This patient most likely has a malignancy that has invaded the pleural space, causing an effusion. Although it is important to treat the underlying malignancy, the acute respiratory problem must be managed first. This patient's effusion had virtually no response to diuretics and a thoracentesis; therefore, he should have a chest tube placed. The chest tube is the best way to remove large volumes of pleural fluid, particularly when there is impairment of respiratory function. Pleurodesis is not possible until the fluid has been removed from the chest. Otherwise, the visceral and parietal pleura are not apposed or close enough to each other, and they will not adhere to each other. Chemotherapy and radiation will not work rapidly enough to decrease the volume of fluid that is accumulating.

Topic:

Pulmonary

Record # 71

Question/Fact:

A 40-year-old obese African American woman is found to have developed a severe, uniform, erythematous, desquamatous rash, fever, increased liver function tests, and eosinophilia. The patient looks toxic. The patient has a past medical history of renal insufficiency secondary to poorly controlled hypertension, migraine headaches, gout, and systemic lupus erythematous. The patient is on a number of medications to treat her various illnesses. Which of the following medications is the most likely cause of these symptoms?

(A) Amlodipine
(B) Prednisone
(C) Sumatriptan
(D) Allopurinol
(E) Colchicine

Answer:

(D) Allopurinol

Explanation:

Allopurinol is a xanthine-oxidase inhibitor and is the drug of choice to prevent attacks of gout if the patient has a history of renal stones or renal insufficiency. However, the adverse effects of allopurinol are more severe than with other drugs and can include a severe toxicity syndrome, including eosinophilia, hepatitis, decreased renal function, an erythematous desquamative rash, and, occasionally, a vasculitis. This most commonly occurs in patients with a pre-existing renal dysfunction. When starting any antihyperuricemic agent, it is always important to inform the patient that an acute attack of gout may be precipitated due to a rapid change in the uric-acid concentration.

Topic:

Rheumatology

Record # 72

Question/Fact:

A 57-year-old Greek man presents to your office for an initial visit.
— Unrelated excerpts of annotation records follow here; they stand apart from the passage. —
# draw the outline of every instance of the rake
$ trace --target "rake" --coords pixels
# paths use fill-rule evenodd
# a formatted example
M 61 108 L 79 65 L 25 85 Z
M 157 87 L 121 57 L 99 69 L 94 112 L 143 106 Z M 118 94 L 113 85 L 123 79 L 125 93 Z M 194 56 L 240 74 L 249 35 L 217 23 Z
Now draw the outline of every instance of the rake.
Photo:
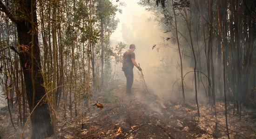
M 141 67 L 141 65 L 140 65 L 140 63 L 139 63 L 139 66 L 140 66 L 140 67 Z M 148 88 L 147 87 L 147 85 L 146 85 L 146 82 L 145 82 L 145 79 L 144 79 L 144 75 L 143 75 L 142 70 L 141 71 L 141 75 L 142 76 L 142 79 L 144 82 L 144 85 L 145 85 L 145 87 L 147 89 L 147 92 L 148 92 L 148 95 L 149 94 L 149 93 L 148 92 Z

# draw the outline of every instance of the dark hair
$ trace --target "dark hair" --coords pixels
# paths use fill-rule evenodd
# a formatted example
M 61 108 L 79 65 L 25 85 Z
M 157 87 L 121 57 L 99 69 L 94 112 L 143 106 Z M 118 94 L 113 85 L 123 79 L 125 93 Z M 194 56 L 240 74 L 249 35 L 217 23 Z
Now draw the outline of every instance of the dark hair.
M 135 48 L 135 45 L 134 44 L 131 44 L 130 45 L 130 49 Z

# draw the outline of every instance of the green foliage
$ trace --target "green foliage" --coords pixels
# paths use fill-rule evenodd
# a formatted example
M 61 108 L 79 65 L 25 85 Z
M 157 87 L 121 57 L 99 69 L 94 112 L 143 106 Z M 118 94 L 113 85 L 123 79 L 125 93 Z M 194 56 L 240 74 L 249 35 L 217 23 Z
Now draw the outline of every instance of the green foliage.
M 122 62 L 122 52 L 123 49 L 125 48 L 127 44 L 122 42 L 120 42 L 115 45 L 115 63 L 118 63 Z

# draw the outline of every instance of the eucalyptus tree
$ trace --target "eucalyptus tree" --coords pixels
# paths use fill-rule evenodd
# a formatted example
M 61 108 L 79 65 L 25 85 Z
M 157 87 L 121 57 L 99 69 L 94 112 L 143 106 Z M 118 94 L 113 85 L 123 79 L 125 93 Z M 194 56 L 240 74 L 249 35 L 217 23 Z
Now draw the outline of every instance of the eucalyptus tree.
M 112 32 L 115 29 L 117 26 L 117 23 L 113 22 L 117 11 L 117 6 L 113 5 L 109 0 L 100 0 L 98 1 L 96 6 L 97 12 L 97 17 L 100 22 L 101 29 L 101 85 L 104 85 L 104 58 L 105 58 L 105 53 L 106 48 L 109 43 L 108 42 L 104 41 L 105 40 L 109 40 L 109 37 Z M 111 24 L 112 24 L 111 25 Z M 113 26 L 115 27 L 113 28 Z M 107 34 L 105 33 L 107 32 Z M 104 35 L 106 34 L 106 35 Z
M 0 10 L 16 25 L 20 63 L 23 69 L 27 96 L 29 106 L 33 139 L 51 136 L 53 126 L 47 104 L 43 103 L 46 92 L 41 72 L 40 50 L 37 32 L 36 0 L 21 0 L 9 9 L 0 1 Z M 16 8 L 15 7 L 18 7 Z M 19 12 L 16 10 L 19 9 Z M 13 11 L 11 11 L 13 10 Z

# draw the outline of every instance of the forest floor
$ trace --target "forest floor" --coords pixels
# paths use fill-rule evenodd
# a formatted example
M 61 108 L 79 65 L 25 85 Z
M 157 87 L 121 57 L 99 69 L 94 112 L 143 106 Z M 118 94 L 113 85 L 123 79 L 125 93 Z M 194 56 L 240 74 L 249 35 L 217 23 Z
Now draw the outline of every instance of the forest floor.
M 187 102 L 182 107 L 179 101 L 160 98 L 150 90 L 148 94 L 145 88 L 135 88 L 132 90 L 132 94 L 127 94 L 123 88 L 115 88 L 104 95 L 94 95 L 89 110 L 81 112 L 71 120 L 65 120 L 58 114 L 58 138 L 228 138 L 222 102 L 216 104 L 216 124 L 215 111 L 209 105 L 200 104 L 199 117 L 195 104 Z M 102 109 L 93 106 L 97 101 L 103 102 Z M 232 107 L 232 105 L 228 105 L 230 139 L 256 139 L 256 111 L 243 108 L 240 117 L 233 114 Z M 15 120 L 18 114 L 15 115 L 14 109 L 12 111 L 13 116 L 16 117 Z M 0 120 L 2 139 L 20 138 L 22 129 L 13 129 L 7 109 L 2 108 Z M 25 130 L 26 139 L 29 139 L 30 128 L 28 125 Z

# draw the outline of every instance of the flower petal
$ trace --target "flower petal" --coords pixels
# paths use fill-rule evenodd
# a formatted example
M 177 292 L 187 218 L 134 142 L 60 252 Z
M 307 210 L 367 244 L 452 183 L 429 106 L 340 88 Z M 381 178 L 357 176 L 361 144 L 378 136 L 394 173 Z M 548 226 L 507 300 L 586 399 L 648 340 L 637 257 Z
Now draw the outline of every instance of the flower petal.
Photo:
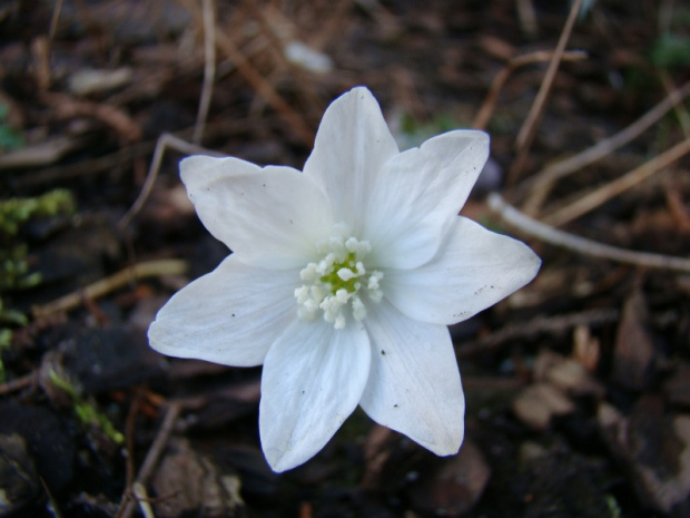
M 177 292 L 156 315 L 151 348 L 178 358 L 260 365 L 270 344 L 297 319 L 297 271 L 247 266 L 235 255 Z
M 363 238 L 382 267 L 411 268 L 436 253 L 489 157 L 489 136 L 456 130 L 384 165 L 373 185 Z
M 247 264 L 304 267 L 333 226 L 324 194 L 290 167 L 197 155 L 180 170 L 206 228 Z
M 262 375 L 259 431 L 275 471 L 316 455 L 353 412 L 371 363 L 366 331 L 296 321 L 270 348 Z
M 359 404 L 436 455 L 457 452 L 465 398 L 447 328 L 407 319 L 385 301 L 367 310 L 372 369 Z
M 386 271 L 383 291 L 411 319 L 451 325 L 528 284 L 540 265 L 524 243 L 457 216 L 436 256 L 418 268 Z
M 304 173 L 331 197 L 336 222 L 347 223 L 357 234 L 371 184 L 397 153 L 372 92 L 354 88 L 326 109 Z

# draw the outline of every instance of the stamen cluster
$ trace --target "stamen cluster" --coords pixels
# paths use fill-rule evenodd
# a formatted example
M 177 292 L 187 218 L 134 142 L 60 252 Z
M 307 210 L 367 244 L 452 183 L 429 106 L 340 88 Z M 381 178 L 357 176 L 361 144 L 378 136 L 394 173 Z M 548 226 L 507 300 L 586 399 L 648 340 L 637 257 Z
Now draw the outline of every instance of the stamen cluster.
M 295 290 L 299 317 L 312 320 L 322 311 L 326 322 L 343 329 L 349 309 L 353 319 L 364 320 L 366 306 L 362 295 L 366 294 L 373 302 L 381 302 L 383 297 L 379 285 L 383 272 L 369 273 L 364 266 L 363 260 L 372 251 L 368 241 L 357 240 L 347 225 L 338 224 L 331 237 L 319 242 L 316 248 L 323 258 L 308 263 L 299 272 L 304 284 Z

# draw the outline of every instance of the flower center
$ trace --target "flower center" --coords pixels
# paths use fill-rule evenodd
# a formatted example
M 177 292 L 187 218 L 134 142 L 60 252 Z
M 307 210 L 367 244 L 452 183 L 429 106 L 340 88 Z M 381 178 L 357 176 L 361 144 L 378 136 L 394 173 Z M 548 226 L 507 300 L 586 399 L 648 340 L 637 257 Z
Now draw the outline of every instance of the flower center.
M 304 284 L 295 290 L 298 315 L 313 320 L 319 312 L 335 329 L 343 329 L 347 313 L 356 321 L 366 316 L 362 297 L 381 302 L 379 282 L 383 272 L 367 272 L 364 258 L 372 251 L 368 241 L 359 241 L 344 224 L 333 227 L 332 235 L 316 245 L 323 258 L 309 263 L 299 272 Z

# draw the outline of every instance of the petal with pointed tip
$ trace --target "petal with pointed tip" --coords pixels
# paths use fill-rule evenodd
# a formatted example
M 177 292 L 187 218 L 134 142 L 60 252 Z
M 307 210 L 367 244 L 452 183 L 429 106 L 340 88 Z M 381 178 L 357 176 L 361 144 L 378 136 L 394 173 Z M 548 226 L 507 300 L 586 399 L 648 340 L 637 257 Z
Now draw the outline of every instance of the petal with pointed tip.
M 391 158 L 376 177 L 363 238 L 372 262 L 412 268 L 431 260 L 489 157 L 489 136 L 456 130 Z
M 336 222 L 347 223 L 358 234 L 371 186 L 397 153 L 372 92 L 354 88 L 326 109 L 304 173 L 331 197 Z
M 456 453 L 465 398 L 447 328 L 407 319 L 385 301 L 367 310 L 373 354 L 359 404 L 377 423 L 434 453 Z
M 297 321 L 270 348 L 262 375 L 262 448 L 275 471 L 314 457 L 359 402 L 371 363 L 358 323 Z
M 331 232 L 328 201 L 296 169 L 199 155 L 180 170 L 204 226 L 247 264 L 304 267 Z

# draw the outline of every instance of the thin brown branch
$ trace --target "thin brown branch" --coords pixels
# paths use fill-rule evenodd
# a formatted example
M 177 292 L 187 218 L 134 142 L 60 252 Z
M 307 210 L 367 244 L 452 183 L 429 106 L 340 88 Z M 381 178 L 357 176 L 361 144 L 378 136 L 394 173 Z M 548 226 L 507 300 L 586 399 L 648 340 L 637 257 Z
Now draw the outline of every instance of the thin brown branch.
M 579 61 L 582 59 L 586 59 L 586 52 L 582 50 L 570 50 L 563 52 L 562 60 L 563 61 Z M 491 116 L 493 115 L 494 107 L 496 101 L 499 100 L 499 95 L 503 87 L 507 82 L 507 79 L 511 75 L 528 65 L 533 65 L 538 62 L 544 62 L 553 59 L 553 51 L 551 50 L 538 50 L 535 52 L 524 53 L 522 56 L 515 56 L 512 58 L 505 66 L 501 69 L 501 71 L 496 75 L 493 82 L 491 84 L 491 88 L 484 98 L 484 102 L 482 107 L 474 117 L 474 121 L 472 123 L 472 127 L 474 129 L 485 129 Z
M 625 129 L 610 136 L 609 138 L 597 143 L 594 146 L 578 153 L 562 162 L 559 162 L 539 172 L 532 177 L 525 179 L 518 187 L 519 190 L 529 190 L 530 196 L 523 205 L 525 213 L 535 215 L 539 212 L 543 201 L 546 198 L 551 186 L 559 179 L 582 169 L 583 167 L 600 160 L 604 156 L 613 153 L 615 149 L 624 146 L 643 131 L 659 121 L 670 109 L 678 106 L 686 97 L 690 95 L 690 81 L 686 82 L 679 89 L 669 94 L 661 102 L 650 109 L 642 117 L 637 119 Z
M 559 231 L 521 213 L 515 207 L 505 203 L 497 193 L 492 193 L 489 196 L 489 207 L 501 216 L 505 223 L 514 226 L 523 234 L 554 246 L 562 246 L 583 255 L 617 261 L 619 263 L 632 264 L 645 268 L 690 273 L 690 260 L 648 252 L 632 252 Z
M 56 301 L 32 309 L 36 319 L 45 319 L 56 313 L 67 312 L 81 305 L 85 299 L 98 299 L 127 284 L 146 277 L 160 275 L 181 275 L 187 271 L 187 262 L 180 260 L 148 261 L 119 271 L 109 277 L 96 281 L 83 290 L 69 293 Z
M 530 113 L 528 114 L 528 117 L 524 120 L 522 128 L 520 128 L 520 131 L 518 133 L 518 138 L 515 140 L 518 157 L 513 162 L 507 173 L 506 180 L 509 185 L 513 185 L 518 179 L 518 176 L 522 172 L 524 162 L 532 145 L 532 140 L 534 139 L 534 134 L 536 133 L 536 127 L 539 126 L 539 123 L 544 113 L 546 99 L 549 97 L 549 94 L 551 92 L 551 87 L 553 85 L 553 79 L 555 78 L 559 65 L 561 63 L 565 46 L 570 40 L 570 35 L 572 32 L 573 26 L 575 25 L 575 20 L 578 18 L 578 13 L 580 12 L 582 0 L 575 0 L 572 3 L 570 8 L 570 13 L 568 14 L 568 19 L 565 20 L 565 26 L 563 27 L 563 31 L 561 32 L 561 37 L 559 38 L 559 42 L 556 43 L 555 50 L 553 51 L 553 58 L 551 59 L 549 68 L 546 69 L 546 74 L 544 75 L 544 80 L 541 84 L 539 92 L 534 98 L 532 108 L 530 109 Z
M 145 485 L 148 479 L 154 475 L 154 469 L 160 459 L 160 456 L 165 451 L 168 439 L 170 438 L 170 433 L 172 432 L 172 427 L 175 427 L 175 422 L 179 417 L 181 407 L 177 402 L 171 402 L 168 404 L 168 410 L 166 412 L 165 419 L 162 420 L 162 424 L 160 424 L 160 429 L 158 430 L 158 434 L 154 440 L 154 443 L 148 450 L 146 458 L 144 459 L 144 463 L 137 473 L 136 480 L 132 482 L 132 487 L 128 487 L 125 496 L 122 497 L 122 504 L 120 505 L 120 509 L 116 515 L 117 518 L 130 518 L 132 512 L 137 507 L 137 502 L 134 498 L 131 498 L 131 493 L 134 492 L 134 487 L 137 483 Z
M 151 190 L 154 189 L 154 185 L 156 184 L 156 178 L 158 178 L 158 173 L 160 172 L 160 164 L 162 163 L 162 157 L 168 147 L 178 150 L 185 155 L 209 155 L 209 156 L 224 156 L 221 153 L 214 152 L 211 149 L 206 149 L 204 147 L 197 146 L 195 144 L 189 144 L 181 138 L 176 137 L 170 134 L 162 134 L 158 137 L 158 141 L 156 143 L 156 149 L 154 150 L 154 156 L 151 157 L 151 165 L 149 166 L 148 173 L 146 174 L 146 180 L 141 186 L 141 190 L 139 192 L 139 196 L 135 201 L 134 205 L 120 219 L 118 226 L 120 231 L 127 228 L 127 225 L 131 222 L 131 219 L 139 214 L 141 207 L 146 204 Z
M 542 222 L 552 226 L 561 226 L 572 222 L 583 214 L 586 214 L 603 205 L 611 198 L 624 193 L 629 188 L 634 187 L 655 173 L 664 169 L 688 153 L 690 153 L 690 137 L 677 144 L 671 149 L 666 150 L 661 155 L 655 156 L 651 160 L 645 162 L 630 173 L 620 176 L 613 182 L 609 182 L 608 184 L 599 187 L 597 190 L 582 196 L 570 205 L 566 205 L 549 216 L 545 216 L 542 218 Z
M 204 0 L 204 85 L 201 97 L 199 98 L 199 110 L 197 121 L 194 127 L 194 144 L 200 145 L 204 137 L 204 127 L 208 117 L 208 108 L 214 92 L 214 80 L 216 78 L 216 14 L 213 0 Z
M 187 6 L 191 16 L 199 18 L 198 9 L 193 0 L 181 0 Z M 224 31 L 216 28 L 216 45 L 233 61 L 237 71 L 245 80 L 262 96 L 268 105 L 285 120 L 293 133 L 307 146 L 314 144 L 314 131 L 304 121 L 297 111 L 295 111 L 280 95 L 273 88 L 259 71 L 249 62 L 249 60 L 237 48 L 233 39 Z

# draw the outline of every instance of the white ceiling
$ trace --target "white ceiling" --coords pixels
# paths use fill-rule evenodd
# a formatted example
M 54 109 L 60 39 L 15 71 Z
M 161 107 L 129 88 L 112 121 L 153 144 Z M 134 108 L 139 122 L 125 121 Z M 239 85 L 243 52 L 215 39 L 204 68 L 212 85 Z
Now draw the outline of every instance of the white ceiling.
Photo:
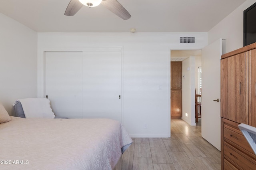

He has no symptoms and feels generally well. He has no past medical history and denies taking any medications. On physical examination, there is no jaundice, and his abdomen is soft and nontender. Blood pressure is 110/70 mm Hg; and pulse is 76/min. Rectal examination shows guaiac-negative, brown-appearing stool, and there is no evidence of hemorrhoids. Laboratory studies reveal the following:

Hemoglobin: 10.6 g/dL
Hematocrit: 32%
Platelets: 350,000/mm3
MCV: 65 FL
RBC: 6.8 million/mm3 (normal 4.2-5.9 million/mm3)
Reticulocyte index: 2.8
RDW: 14% (normal 13-15%)

What is the most accurate test to confirm your diagnosis?

(A) Complete iron studies
(B) Bone marrow biopsy
(C) Peripheral smear
(D) Hemoglobin electrophoresis
(E) Colonoscopy

Answer:

(D) Hemoglobin electrophoresis

Explanation:

This patient most likely has the beta-thalassemia trait. He has a moderate anemia in the absence of symptoms. His mean corpuscular volume (MCV) is profoundly low, but because his red cell count is elevated, the hemoglobin and hematocrit are only modestly decreased. The reticulocyte count is somewhat elevated, which would be unusual for either iron-deficiency anemia or anemia of chronic disease. A normal red cell distribution width (RDW) goes against iron-deficiency anemia as well, in which the RDW is usually elevated because the newer cells are smaller than the older cells because the level of iron deficiency is greater in the newer cells.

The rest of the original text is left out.